Has the last word on the subject of human evolution yet been said? As Processor Huxley says:
Each such answer to the great question [man's real place in nature], invariably asserted by the followers of its propounder, if not by himself, to be complete and final, remains in high authority and esteem, it may be for one century, it may be for twenty: but, as invariably, Time proves each reply to have been a mere approximation to the truth—tolerable chiefly on account of the ignorance of those by whom it was accepted, and wholly intolerable when tested by the larger knowledge of their successors.[353]
Will this eminent Darwinian admit the possibility of his “Pithecoid Ancestry” being assignable to the list of “wholly intolerable beliefs,” in the “larger knowledge” of Occultists? But whence the savage? Mere “rising to the civilized state” does not account for the evolution of form.
In the same letter, “The Evolution of Man,” Dr. Wilson makes other strange confessions. Thus, he observes, in answer to the queries put to Knowledge, by “G. M.”:
“Has evolution effected any change in man? If so, what change? If not, why not?”... If we refuse to admit [as science does] that man was created a perfect being, and then became degraded, there exists only another supposition—that of evolution. If man has arisen from a savage to a civilized state, that surely is evolution. We do not yet know because such knowledge is difficult to acquire, if the human frame is subject to the same influences as those of lower animals. But there is little doubt that elevation from savagery to civilized life means and implies “evolution,”and that of considerable extent. Mentally, man's evolution cannot be doubted; the ever-widening sphere of thought has sprung from small and rude beginnings, like language itself. But man's ways of life, his power of adaptation to his surroundings, and countless other circumstances, have made the facts and course of his “evolution” very difficult to trace.
This very difficulty ought to make the Evolutionists more cautious in their affirmations. But why is evolution impossible, if “man was created a perfect being, and then became degraded”? At best it can only apply to the outward, physical man. As remarked in Isis Unveiled, [pg 162] Darwin's evolution begins at the middle point, instead of commencing for man, as for everything else, from universals. The Aristotle-Baconian method may have its advantages, but it has, undeniably, already demonstrated its defects. Pythagoras and Plato, who proceeded from universals downwards, are now shown more learned, in the light of Modern Science, than was Aristotle. For the latter opposed and denounced the idea of the revolution of the Earth and even of its rotundity, when writing:
Almost all those who affirm that they have studied heaven in its uniformity, claim that the earth is in the centre, but the philosophers of the Italian School, otherwise called the Pythagoreans, teach entirely the contrary.

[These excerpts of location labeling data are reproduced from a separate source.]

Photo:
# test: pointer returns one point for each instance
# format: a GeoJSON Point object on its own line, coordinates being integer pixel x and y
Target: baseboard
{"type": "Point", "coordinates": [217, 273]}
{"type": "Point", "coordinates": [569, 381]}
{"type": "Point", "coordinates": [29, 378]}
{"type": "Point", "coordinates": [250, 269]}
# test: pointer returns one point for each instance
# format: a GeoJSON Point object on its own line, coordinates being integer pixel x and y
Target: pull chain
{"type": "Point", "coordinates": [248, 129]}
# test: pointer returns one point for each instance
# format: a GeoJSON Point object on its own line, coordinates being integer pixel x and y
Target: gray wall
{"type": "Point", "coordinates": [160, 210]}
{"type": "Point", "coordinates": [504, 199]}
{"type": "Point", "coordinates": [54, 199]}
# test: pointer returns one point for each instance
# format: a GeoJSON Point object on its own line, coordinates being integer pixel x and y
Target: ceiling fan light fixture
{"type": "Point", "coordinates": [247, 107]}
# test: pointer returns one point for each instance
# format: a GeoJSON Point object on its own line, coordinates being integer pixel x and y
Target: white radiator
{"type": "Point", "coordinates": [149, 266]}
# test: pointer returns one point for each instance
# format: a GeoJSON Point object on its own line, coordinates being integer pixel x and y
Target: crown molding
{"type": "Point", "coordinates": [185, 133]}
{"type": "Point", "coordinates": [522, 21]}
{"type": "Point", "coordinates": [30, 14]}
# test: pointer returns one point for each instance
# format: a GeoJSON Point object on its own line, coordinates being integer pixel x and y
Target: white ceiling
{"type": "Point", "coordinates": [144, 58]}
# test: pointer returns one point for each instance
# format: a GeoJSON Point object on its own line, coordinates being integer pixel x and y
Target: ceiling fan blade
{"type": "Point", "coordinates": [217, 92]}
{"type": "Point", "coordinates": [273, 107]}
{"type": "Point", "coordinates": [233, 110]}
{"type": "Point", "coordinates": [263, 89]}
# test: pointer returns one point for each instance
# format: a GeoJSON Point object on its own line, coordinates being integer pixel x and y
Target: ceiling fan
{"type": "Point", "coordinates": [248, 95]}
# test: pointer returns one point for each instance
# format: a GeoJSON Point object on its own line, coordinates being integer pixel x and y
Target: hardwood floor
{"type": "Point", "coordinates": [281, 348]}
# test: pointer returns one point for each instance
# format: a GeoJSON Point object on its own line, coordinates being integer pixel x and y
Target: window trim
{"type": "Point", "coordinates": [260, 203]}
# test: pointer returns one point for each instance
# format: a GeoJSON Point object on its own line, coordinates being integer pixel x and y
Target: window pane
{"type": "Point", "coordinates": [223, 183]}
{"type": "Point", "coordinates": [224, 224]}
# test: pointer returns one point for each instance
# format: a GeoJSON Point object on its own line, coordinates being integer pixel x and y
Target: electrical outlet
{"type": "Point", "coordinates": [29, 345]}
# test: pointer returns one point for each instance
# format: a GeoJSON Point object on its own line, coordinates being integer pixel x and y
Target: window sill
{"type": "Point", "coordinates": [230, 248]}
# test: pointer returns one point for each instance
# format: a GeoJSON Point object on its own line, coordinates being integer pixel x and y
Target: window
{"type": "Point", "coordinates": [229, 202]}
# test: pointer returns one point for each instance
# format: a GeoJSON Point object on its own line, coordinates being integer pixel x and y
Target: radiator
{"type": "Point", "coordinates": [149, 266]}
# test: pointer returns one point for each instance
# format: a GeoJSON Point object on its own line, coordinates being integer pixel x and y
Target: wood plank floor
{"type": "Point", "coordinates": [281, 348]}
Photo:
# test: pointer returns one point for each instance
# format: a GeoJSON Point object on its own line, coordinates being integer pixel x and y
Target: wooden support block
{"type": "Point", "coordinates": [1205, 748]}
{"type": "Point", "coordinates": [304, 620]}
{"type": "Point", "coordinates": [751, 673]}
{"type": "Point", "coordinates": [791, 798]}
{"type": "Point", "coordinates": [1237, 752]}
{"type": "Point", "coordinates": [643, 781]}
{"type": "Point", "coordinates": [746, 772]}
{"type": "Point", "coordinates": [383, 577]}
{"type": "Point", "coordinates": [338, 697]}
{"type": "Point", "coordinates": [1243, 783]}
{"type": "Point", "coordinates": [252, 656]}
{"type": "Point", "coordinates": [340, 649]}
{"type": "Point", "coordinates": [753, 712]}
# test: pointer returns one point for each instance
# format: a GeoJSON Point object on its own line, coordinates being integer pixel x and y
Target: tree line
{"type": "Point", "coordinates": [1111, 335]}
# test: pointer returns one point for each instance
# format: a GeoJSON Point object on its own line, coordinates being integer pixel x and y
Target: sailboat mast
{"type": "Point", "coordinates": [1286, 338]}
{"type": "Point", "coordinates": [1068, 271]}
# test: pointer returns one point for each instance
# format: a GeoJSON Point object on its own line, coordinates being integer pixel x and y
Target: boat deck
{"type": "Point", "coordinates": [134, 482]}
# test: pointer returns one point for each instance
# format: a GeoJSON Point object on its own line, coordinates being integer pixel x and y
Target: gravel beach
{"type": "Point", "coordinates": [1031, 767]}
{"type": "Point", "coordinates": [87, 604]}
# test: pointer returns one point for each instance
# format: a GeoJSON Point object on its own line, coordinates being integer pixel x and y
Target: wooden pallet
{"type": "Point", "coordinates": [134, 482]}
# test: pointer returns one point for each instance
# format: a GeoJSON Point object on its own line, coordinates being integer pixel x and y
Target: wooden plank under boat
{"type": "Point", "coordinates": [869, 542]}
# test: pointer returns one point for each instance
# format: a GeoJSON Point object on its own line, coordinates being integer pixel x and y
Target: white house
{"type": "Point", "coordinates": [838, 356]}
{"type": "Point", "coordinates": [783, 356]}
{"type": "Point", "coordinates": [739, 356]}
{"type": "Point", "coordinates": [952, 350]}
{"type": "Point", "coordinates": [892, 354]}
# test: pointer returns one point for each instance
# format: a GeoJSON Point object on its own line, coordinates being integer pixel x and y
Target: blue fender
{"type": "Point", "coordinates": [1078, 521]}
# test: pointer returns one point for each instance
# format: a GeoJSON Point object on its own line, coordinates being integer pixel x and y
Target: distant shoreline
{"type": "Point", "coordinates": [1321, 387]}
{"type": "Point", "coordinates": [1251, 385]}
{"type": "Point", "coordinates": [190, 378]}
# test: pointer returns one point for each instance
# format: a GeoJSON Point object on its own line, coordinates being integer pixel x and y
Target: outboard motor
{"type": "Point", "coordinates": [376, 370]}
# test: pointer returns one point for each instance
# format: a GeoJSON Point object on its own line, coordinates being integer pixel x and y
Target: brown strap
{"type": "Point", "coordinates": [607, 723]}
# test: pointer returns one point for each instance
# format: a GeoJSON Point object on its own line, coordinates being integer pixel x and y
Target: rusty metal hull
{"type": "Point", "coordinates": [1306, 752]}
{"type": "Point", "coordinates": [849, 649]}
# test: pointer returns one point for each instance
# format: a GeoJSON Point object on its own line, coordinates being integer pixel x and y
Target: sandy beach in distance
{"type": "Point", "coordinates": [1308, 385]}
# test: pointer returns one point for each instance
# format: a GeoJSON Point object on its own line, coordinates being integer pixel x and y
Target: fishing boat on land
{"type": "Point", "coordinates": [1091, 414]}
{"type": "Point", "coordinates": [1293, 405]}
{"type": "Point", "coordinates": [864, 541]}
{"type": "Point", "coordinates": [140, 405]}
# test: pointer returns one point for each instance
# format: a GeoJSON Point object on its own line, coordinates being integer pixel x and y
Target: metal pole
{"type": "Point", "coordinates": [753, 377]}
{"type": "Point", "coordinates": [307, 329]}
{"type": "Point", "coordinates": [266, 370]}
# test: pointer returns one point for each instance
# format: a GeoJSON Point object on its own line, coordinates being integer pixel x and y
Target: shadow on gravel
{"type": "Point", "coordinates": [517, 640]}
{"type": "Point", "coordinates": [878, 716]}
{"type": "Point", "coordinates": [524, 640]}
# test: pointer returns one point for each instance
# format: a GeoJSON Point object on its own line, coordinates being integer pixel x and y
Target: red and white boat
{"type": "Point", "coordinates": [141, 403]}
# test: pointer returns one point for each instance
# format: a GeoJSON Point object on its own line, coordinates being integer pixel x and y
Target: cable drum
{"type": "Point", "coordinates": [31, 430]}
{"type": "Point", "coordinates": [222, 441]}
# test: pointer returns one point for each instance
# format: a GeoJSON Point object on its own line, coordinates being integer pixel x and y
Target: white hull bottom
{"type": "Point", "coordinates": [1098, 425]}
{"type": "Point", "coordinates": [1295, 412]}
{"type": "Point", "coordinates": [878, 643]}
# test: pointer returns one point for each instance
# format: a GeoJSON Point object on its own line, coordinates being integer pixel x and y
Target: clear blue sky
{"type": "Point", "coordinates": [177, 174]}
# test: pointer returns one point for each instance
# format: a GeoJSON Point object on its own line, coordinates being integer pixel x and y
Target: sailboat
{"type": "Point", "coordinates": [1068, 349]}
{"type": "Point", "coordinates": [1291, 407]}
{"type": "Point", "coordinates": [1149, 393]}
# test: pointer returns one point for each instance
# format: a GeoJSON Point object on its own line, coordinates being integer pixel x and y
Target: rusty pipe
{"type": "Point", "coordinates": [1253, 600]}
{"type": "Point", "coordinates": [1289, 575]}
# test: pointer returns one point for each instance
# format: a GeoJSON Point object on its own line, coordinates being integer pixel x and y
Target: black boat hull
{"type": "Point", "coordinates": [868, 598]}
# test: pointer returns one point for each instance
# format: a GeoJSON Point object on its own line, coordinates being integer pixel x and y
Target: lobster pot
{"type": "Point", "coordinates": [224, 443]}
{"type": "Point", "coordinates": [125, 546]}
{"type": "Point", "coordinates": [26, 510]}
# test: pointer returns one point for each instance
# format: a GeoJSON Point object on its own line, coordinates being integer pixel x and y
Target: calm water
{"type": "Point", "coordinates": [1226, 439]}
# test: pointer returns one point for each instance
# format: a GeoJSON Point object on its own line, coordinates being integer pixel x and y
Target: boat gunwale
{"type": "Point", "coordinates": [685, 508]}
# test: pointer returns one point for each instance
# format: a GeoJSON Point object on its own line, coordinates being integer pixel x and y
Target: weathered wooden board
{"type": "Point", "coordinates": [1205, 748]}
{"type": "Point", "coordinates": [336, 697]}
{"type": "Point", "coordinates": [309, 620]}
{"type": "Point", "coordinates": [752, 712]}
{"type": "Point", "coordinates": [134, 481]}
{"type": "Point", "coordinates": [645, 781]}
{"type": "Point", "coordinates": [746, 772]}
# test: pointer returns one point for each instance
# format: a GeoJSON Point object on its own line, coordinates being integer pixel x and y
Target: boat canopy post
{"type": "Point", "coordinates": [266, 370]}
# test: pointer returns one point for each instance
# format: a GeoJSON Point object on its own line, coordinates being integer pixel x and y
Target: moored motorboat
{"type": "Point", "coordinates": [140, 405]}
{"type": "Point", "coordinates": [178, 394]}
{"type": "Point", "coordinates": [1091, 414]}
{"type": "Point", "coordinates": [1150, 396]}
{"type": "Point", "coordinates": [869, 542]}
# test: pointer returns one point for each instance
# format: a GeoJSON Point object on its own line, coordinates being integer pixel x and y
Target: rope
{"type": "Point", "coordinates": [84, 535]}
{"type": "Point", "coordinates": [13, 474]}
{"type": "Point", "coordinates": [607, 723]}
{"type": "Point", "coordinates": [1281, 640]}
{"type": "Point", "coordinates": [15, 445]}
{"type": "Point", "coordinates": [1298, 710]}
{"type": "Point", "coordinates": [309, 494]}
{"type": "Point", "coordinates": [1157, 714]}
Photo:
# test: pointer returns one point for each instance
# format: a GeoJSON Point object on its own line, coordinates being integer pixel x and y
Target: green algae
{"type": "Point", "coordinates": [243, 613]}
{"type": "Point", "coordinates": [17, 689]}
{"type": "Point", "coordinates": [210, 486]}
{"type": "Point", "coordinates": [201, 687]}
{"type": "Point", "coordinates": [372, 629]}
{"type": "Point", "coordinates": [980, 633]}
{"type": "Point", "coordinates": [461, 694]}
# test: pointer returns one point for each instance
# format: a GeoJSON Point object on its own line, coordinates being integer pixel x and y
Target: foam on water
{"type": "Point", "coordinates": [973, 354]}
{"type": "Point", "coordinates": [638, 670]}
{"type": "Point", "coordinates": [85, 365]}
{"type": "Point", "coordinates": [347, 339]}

This, because the Pythagoreans were Initiates, and followed the deductive method. Whereas Aristotle, the father of the inductive system, complained of those who taught that:
The centre of our system was occupied by the sun, and the earth was only a star, which by a rotatory motion around the same centre, produces night and day.[354]
The same with regard to man. The theory taught in the Secret Doctrine, and now expounded, is the only one, which—without falling into the absurdity of a “miraculous” man created out of the dust of the earth, or the still greater fallacy of man evolving from a pinch of lime-salt, the ex-protoplasmic Moneron—can account for his appearance on Earth.